Not only can we select data from an ndarray using the index values, we also have the power to select based on comparisons. In other words, if we want data from an ndarray the only matches a certain condition, we can use a conditional statement in the square brackets to retrieve only that data.

First, I’ll create an ndarray using NumPy’s random module, populating the array with random data.

rand_data = np.random.randn(4,4)
print(rand_data)
[[ 1.41605716  1.18998145 -0.79101034  1.67810952]
 [-0.66823165  0.35587036 -0.24547048  0.11480275]
 [-0.03796473 -0.09380624  0.071222   -1.73191764]
 [ 0.15127885 -1.15335985  1.97041638  1.7231374 ]]
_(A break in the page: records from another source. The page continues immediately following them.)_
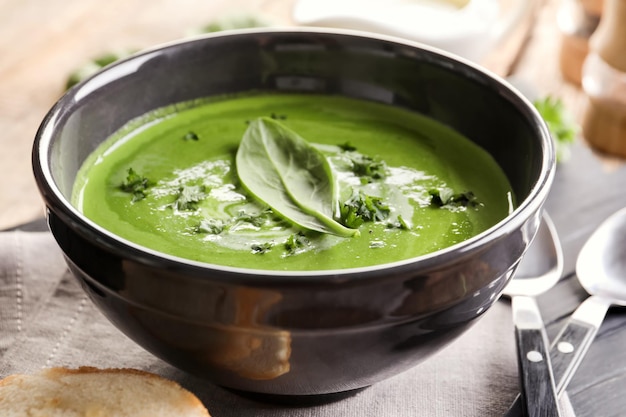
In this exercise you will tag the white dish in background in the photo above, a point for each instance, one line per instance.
(467, 28)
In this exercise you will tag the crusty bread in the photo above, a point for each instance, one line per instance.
(92, 392)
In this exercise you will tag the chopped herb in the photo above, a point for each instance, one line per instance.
(261, 248)
(368, 168)
(400, 223)
(441, 197)
(189, 196)
(257, 220)
(295, 242)
(560, 122)
(375, 244)
(271, 161)
(362, 208)
(347, 147)
(211, 226)
(191, 136)
(136, 185)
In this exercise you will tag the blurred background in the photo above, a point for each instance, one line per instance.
(539, 44)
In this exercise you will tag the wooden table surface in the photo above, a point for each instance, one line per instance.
(42, 42)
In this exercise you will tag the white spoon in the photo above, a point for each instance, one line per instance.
(601, 270)
(540, 268)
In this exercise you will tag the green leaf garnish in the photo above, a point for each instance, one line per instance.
(442, 197)
(361, 208)
(257, 220)
(368, 168)
(261, 248)
(285, 172)
(560, 122)
(296, 242)
(399, 223)
(136, 185)
(211, 226)
(189, 196)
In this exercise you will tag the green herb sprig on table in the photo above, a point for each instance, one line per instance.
(560, 122)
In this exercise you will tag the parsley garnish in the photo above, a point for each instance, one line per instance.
(400, 223)
(441, 197)
(361, 208)
(295, 242)
(257, 220)
(189, 196)
(211, 226)
(136, 185)
(261, 248)
(368, 168)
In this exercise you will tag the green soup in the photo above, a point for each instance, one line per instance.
(168, 181)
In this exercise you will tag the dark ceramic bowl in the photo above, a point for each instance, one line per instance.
(300, 333)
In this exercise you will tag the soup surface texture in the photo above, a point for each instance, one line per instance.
(409, 185)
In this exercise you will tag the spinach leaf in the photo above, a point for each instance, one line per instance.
(284, 171)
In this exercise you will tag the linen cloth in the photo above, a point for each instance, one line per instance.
(46, 320)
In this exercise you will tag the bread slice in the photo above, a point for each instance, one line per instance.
(93, 392)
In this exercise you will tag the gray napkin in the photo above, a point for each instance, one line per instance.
(46, 320)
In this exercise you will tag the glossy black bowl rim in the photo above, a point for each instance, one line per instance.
(526, 209)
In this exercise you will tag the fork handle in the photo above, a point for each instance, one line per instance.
(537, 387)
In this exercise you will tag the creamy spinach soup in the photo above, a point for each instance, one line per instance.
(291, 182)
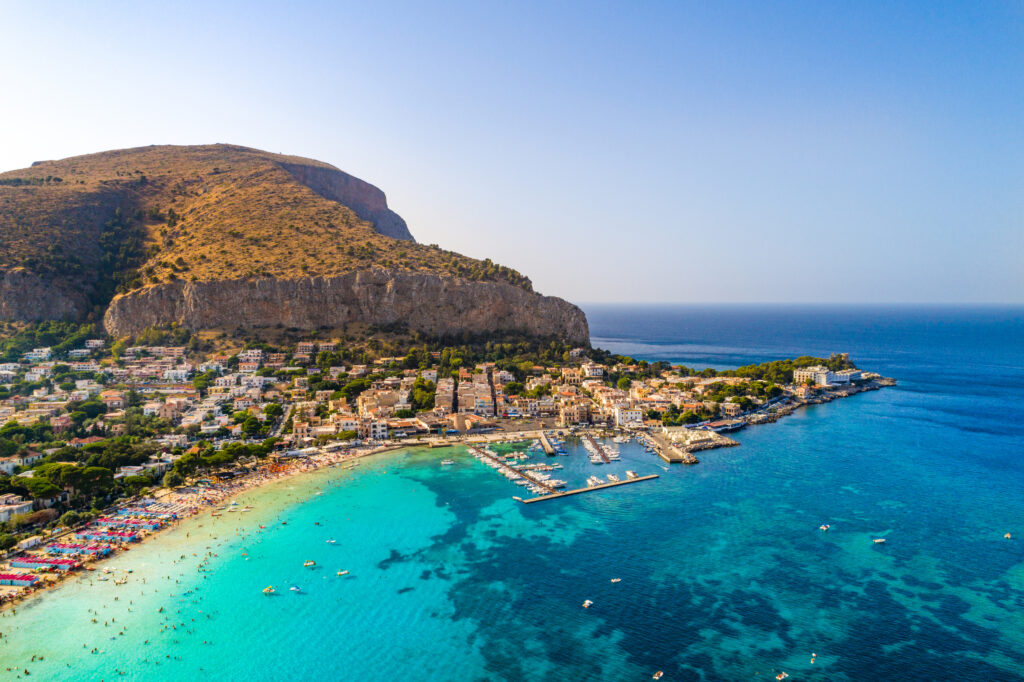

Like we did with arithmetic, we can use an ndarray as an operand in a comparison operation.

print(rand_data > 0)
[[ True  True False  True]
 [False  True False  True]
 [False False  True False]
 [ True False  True  True]]

The resulting ndarray, in this case, tells us where the positive values are located in the rand_data ndarray. This can be used to extract just those values.

pos_data = rand_data[rand_data > 0]
print(pos_data)
[1.41605716 1.18998145 1.67810952 0.35587036 0.11480275 0.071222
 0.15127885 1.97041638 1.7231374 ]

There’s a lot more to NumPy and ndarrays, but this is enough of an introduction to get started.